1 Introduction

Automatic face recognition [1] remains one of the most visible and challenging research topics in computer vision, machine learning and biometrics. It is widely applied to different fields including biometric authentication, security applications and human computer interaction. Compared with other biometrics, such as iris identification and palm identification, face recognition has the advantages of being convenient, immediate and well accepted.

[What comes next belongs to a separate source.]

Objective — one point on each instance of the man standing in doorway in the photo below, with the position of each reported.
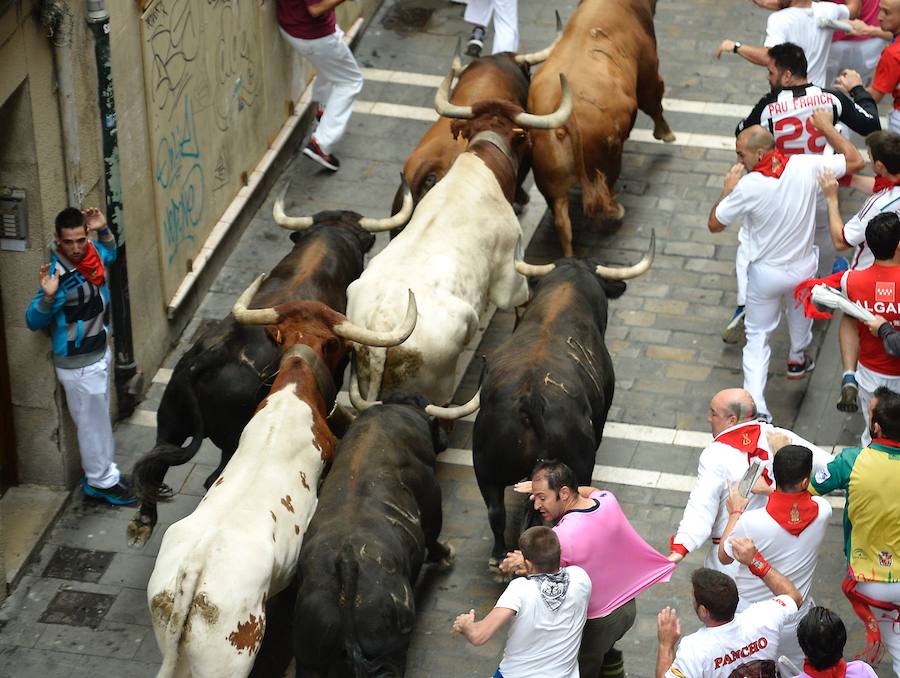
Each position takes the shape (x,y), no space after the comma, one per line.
(311,28)
(74,303)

In face recognition, face representation plays a vital part and its effectiveness intimately associates with the final recognition results. Face representation, in essence, is feature extraction for face images. It is a crucial issue in face recognition that which low-dimensional features are the most effective or informative for discrimination, and just from the outset, diverse pioneering approaches have been proposed to this end. Conventional facial features can be roughly divided into holistic features (PCA [2], LDA [3], LPP [4], etc.) and local features (LBP [5], SIFT [6], etc.). There are so many feature extraction methods that when dealing with a specific problem, practitioners tend to be in a dilemma of which features to use. However, recent progress in compressed sensing and sparse representation leads to novel algorithms for face recognition. Wright et al. [7] put forward a seemingly simple yet effective method called sparse representation-based classification (SRC), the training samples are used to form a structured dictionary, and the test sample is decomposed based on the dictionary to get its coding coefficient via l 1-norm minimization, then the test image is classified to the class which produces the minimum reconstruction error. In SRC, the precise choice of feature space is no longer critical, and it is robust to occlusion. However, SRC forms the dictionary by using all the training images, thus the generated dictionary may have a huge size, which makes adverse effects to the following sparse solver. To overcome this drawback, Yang et al. [8] proposed an unsupervised dictionary learning algorithm to obtain dictionary elements for each class. Yang et al. [9] presented a novel dictionary learning method which introduces Fisher criterion to the objective function in order to improve the pattern classification performance. Li et al. [10] came up with a local sparse representation based classification (LSRC) scheme, which performs sparse decomposition in a local manner. In LSRC, they exploited kNN rules to find k neighbors for the test samples, and the selected samples are utilized to construct the over-complete dictionary.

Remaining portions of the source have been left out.